In generale, «possiamo dire che l’economia in via di sviluppo porta ricchezza e la globalizzazione porta le conoscenze più recenti: in questo modo le persone iniziano a essere consapevoli dei propri diritti e incoraggiate al rispetto dei diritti e degli interessi degli altri. In parallelo cresce la consapevolezza che è necessario rispettare lo spazio altrui. Infine, l’economia di mercato richiede un ambiente libero e stabile per svilupparsi» (p. 113).

Tuttavia il governo non è certo propenso a rinunciare a procurarsi big data in ogni modo, solo che preferisce evitare che tale estrazione vada a incrementare la potenza di gruppi privati quali Alibaba. Intervenendo periodicamente contro le piattaforme il Pcc centralizza il potere sui data e dà sfogo alle proteste popolari. Comunque nell’aprile 2021 è stata anche emanata usa sentenza contro l’uso arbitrario del riconoscimento facciale, che è un significativo precedente.

Ultimo tassello del quadro è la nascita di una coscienza ecologica, che già negli anni Dieci si esprimeva con il popolare allarme per l’inquinamento atmosferico – l’Airpocalypse – e con conseguente proteste e campagne che hanno via via condizionate le politiche ambientali governative a livello locale e entrale. A un certo punto è apparso chiaro che le proteste ecologiche su situazioni concrete erano consentite, a differenza da contestazioni di portata complessiva, e anzi contribuivano a definire l’esistenza di una società civile e di una middle class, oltre a migliorare l’immagine della Cina all’estero. Le vicende censorie del documentario Under the Dome illustrano bene la politica a corrente alternata che si innesta appena il discorso si generalizza o tocca il nodo della decarbonizzazione, cruciale per l’intero sviluppo economica del Paese, mentre un altro più circoscritto documentario, Beijing Besieged by Waste, non solo è stato bene accolto ma ha contribuito all’eliminazione di molte discariche intorno alla capitale.

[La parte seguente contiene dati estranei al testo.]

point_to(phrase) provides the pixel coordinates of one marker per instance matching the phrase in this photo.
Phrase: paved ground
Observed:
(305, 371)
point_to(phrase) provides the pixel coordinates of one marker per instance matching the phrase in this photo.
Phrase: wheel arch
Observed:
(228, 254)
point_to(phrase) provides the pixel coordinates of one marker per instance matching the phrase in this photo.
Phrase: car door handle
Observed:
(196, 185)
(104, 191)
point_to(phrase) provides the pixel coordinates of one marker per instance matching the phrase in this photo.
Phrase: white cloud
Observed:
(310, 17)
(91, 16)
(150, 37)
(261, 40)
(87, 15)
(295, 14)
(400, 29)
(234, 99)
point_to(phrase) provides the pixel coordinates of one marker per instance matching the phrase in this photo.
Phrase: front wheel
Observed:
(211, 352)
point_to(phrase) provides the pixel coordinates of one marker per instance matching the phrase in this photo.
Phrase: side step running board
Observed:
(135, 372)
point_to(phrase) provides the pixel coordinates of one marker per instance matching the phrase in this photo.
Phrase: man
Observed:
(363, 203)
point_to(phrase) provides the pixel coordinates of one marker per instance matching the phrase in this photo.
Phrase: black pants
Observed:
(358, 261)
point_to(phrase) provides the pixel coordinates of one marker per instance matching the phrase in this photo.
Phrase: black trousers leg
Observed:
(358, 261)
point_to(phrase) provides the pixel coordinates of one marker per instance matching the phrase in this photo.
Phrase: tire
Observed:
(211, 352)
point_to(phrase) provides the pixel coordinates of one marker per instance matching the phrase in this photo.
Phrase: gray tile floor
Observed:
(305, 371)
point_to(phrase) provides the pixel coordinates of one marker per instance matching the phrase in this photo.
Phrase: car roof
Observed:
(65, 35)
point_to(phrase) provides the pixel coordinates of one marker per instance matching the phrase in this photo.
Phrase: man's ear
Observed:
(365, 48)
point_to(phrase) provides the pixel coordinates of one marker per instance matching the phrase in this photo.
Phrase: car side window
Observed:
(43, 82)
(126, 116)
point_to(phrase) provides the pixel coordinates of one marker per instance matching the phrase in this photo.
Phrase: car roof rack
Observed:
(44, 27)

In uno sguardo d’assieme sull’economia. Pieranni osserva che la “nuova era” di Xi richiede un paese meno dipendente dalle esportazioni e più dinamico sui servizi e il mercato interno. Quindi più qualità, più robotica, automazione, Intelligenza artificiale, aumento della produzione di semiconduttori e minore dipendenza dall’importazione di tecnologia dall’estero.

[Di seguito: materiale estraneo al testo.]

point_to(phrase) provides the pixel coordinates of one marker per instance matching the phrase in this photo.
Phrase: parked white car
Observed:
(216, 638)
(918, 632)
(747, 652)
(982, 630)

Alla “fabbrica del mondo” subentra una Cina leader nell’alta tecnologia. Già oggi la proporzione di robot rispetto ai lavoratori è aumentata più velocemente che in qualsiasi altra parte del mondo: da 25 unità per 10.000 dipendenti nel 2013 a 140 unità per 10.000 dipendenti nel 2018, fino ad arrivare a 187 unità nel 2019 (p. 161) – ciò che implica dequalificazione del lavoro e maggiore difficoltà per i lavoratori di rivendicare diritti.

Sul piano politico Xi eredita un concetto di prevalenza dell’ordine sul caos che si collega alla denuncia denghista della Rivoluzione Culturale come caos (luan) e all’esigenza di «ricostruire l’ordine» (p. 184). Al di là delle suggestioni storiche taoiste e confuciane (che pure sono state richiamate anche da studiosi occidentali) il ruolo dello Stato come titolare dell’ordine e della protezione sociale è un tratto sociale post-neoliberista e post-pandemico piuttosto diffuso e che in Cina suona particolarmente autoritario, anche per la forte personalizzazione di Xi- Primo Imperatore sul piano dell’accentramento e adesso anche dell’ideologia – maoismo incluso e non proprio negli aspetti più rivoluzionari e creativi.